When you’re really sure what you want in life, try a dab of beets from the salad bar

I was feeding a heap of old credit card bills into my paper shredder, doing my best to make sure I wasn’t chewing up something important.

I caught a glimpse of the words “Steak and Ale” and made a quick grab. Too slow. The sheet was pulling my fingers too close to the grinding gears, so I let it go.

Steak and Ale had been a family favorite before it closed 15 years ago. I would have liked to savor that memory once more, but all I got was a glance.

Ken Bradford

Like a lot of folks my age, I don’t have a lot of childhood memories of dine-in restaurants. Ours was a family of six and we didn’t have the extra money to spend beyond the necessities.

We would get pork chops about once a year at the J & A Grill, a small family diner on Portage Avenue. If we sold extra strawberries and raspberries from our garden, we used that money to go to a baseball game in Chicago. We kept enough aside to buy hamburgers in Hammond or East Chicago on the way home.

As we got old enough to celebrate graduations and weddings, I found out about the Boar’s Head, at Cleveland and Dixie Way. A prom date led me to the Diamond Harbor Inn in Cassopolis. 

A few years later, I made a major leap into adulthood. I applied for my first credit card – an American Express – absolutely because I intended to start taking unmarried women to dinner at Doc Pierce’s in Mishawaka.

When Judy and I got married, Steak and Ale, on Dixie Way near Darden, was beyond our price range, but we made it enough of a priority to put one dinner there into our annual budget.

Judy’s memory mainly is of the Kensington Club steak and a luxurious seven-layer cake. My recollection is of an amazing salad bar. I believe I actually tasted caviar for the first time there.

I had grown up with excellent but very structured home-cooked dinners. We would have four specific items to put on our plates as we passed pots, pans and bowls from right to left.

At Steak and Ale, I learned I could sample. Try a dab of cold lima beans. Take a half-spoonful of that thing that isn’t really a mashed potato. I tried pickled beets – not a huge pile of them but just enough to nudge aside the creamed corn or green bean casserole.

It was a lesson that took me far beyond vegetable choices.

I’m reading a book by Jeff Tweedy, founder of the band Wilco, who mentions his lifelong aversion to Abba’s song “Dancing Queen.” An older brother had convinced him to hate that song because it wasn’t rock music. Abba was like disco, which was made for Black and gay people.

Never mind that Abba’s members were Swedish – extremely white – and extremely straight. Tweedy now sees that he was bullied through racist and homophobic attitudes into believing there was something wrong with this hugely popular song.

“Melodies as pure and evocative as the one in ‘Dancing Queen’ don’t come along every day,” he writes. “I’m sad for every single moment I missed loving this song … It feels good to stop hating something. Music is a great place to start if you’re interested in forgiveness.”

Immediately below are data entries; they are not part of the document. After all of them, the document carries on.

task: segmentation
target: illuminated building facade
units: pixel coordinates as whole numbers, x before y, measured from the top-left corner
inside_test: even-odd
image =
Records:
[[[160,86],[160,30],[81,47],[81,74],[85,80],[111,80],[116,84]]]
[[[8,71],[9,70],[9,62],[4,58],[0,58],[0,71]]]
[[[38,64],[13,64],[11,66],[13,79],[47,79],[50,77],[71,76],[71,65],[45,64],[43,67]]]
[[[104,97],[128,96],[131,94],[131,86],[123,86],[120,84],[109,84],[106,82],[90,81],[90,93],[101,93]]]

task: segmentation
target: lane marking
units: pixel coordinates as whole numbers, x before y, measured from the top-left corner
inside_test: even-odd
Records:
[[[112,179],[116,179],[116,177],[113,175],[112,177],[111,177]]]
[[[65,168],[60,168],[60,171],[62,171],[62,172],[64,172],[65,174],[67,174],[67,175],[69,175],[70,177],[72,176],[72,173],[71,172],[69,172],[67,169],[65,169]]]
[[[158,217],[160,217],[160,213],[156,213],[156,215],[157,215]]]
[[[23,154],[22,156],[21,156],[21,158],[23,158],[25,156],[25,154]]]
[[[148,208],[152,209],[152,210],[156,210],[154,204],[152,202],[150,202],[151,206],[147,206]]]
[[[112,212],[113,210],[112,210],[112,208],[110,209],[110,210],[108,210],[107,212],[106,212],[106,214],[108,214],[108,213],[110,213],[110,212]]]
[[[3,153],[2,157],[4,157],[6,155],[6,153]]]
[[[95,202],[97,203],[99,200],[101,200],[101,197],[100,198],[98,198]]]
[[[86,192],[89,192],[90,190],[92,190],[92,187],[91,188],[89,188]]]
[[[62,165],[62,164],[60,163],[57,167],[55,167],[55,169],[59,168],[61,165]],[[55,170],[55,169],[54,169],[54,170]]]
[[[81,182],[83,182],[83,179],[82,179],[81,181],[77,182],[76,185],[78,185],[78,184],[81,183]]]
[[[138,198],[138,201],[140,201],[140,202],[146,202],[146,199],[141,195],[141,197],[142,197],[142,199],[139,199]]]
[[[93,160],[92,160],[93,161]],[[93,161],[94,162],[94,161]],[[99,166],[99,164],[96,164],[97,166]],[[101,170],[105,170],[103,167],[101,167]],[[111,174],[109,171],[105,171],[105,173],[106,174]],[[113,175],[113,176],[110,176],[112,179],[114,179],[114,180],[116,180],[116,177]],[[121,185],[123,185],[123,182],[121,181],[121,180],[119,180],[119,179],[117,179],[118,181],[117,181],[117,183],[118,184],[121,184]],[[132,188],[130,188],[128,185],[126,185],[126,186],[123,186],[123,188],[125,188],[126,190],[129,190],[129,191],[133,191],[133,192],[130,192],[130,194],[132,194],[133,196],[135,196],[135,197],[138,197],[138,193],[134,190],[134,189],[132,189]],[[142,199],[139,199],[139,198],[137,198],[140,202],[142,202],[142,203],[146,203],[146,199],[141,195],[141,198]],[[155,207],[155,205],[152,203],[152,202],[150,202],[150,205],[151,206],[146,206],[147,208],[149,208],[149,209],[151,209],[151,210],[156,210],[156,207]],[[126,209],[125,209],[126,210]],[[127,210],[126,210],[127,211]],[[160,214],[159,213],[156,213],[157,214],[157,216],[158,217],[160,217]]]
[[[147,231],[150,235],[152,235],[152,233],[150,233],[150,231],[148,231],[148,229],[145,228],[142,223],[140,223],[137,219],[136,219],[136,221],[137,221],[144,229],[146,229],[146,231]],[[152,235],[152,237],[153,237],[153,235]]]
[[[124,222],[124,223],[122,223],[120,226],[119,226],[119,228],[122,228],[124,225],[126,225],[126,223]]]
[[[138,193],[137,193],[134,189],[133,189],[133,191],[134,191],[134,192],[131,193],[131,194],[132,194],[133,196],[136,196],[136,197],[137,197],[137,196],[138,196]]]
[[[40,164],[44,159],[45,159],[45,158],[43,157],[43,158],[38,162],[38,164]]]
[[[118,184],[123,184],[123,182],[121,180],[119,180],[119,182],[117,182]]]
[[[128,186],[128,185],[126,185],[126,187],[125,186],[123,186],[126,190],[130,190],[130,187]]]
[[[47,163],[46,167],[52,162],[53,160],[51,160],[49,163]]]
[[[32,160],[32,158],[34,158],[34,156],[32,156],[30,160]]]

That was me, a few years ago, with grunge music and, later, with heavy metal. It wasn’t until I printed out some Kurt Cobain lyrics that I understood the simple brilliance of Nirvana. Same thing with James Hetfield with Metallica. Read along when you turn up the volume to “Mr. Sandman.”

I had grown up with a steady diet of Beatles-style pop rock, Dylan-style folk rock, and Crosby/Stills/Nash-style West Coast rock. Music wasn’t my only rut. I also was reading anything I could find from Hemingway and Fitzgerald, but never Bellow or Updike; driving a lot of Chevrolets instead of Fords; and watching a lot of baseball but no soccer or hockey.

My mother, who was raised by her Aunt Alma, often told me of the tight restrictions she had on her personal life. Not only did all her friends have to be Lutherans, she said, but they had to belong to the Missouri Synod. Those American Synod Lutherans were headed toward hell just like everyone else.

Aunt Alma doesn’t run our universe. Yet I don’t know why so many of us cling tightly to decisions that others made for us. 

If it’s family loyalty, I suppose there’s an element of good there. Some traditions bind us together. You may be a fourth-generation Chicago Cubs fan, or your family may produce  children, grandchildren and great-grandchildren all loyal to Purdue or I.U.

The issue would be whether it’s the comfort of familiarity that drives us or if it is the fear that is brought on by ignorance. It comes down to how we treat people and ideas from the outside. If we’re trying  to promote justice and understanding in a complicated world, we need input from more than just the Missouri Synod.

Aunt Alma’s view came from dinners in a tight family circle with dishes passed from right to left. I doubt she ever saw a salad bar.

Steak and Ale is long gone, as is my credit card memory. I’m grateful for the world I discovered then and there with a dab of odd vegetables.

Now, if I don’t like pickled beets, at least I know why.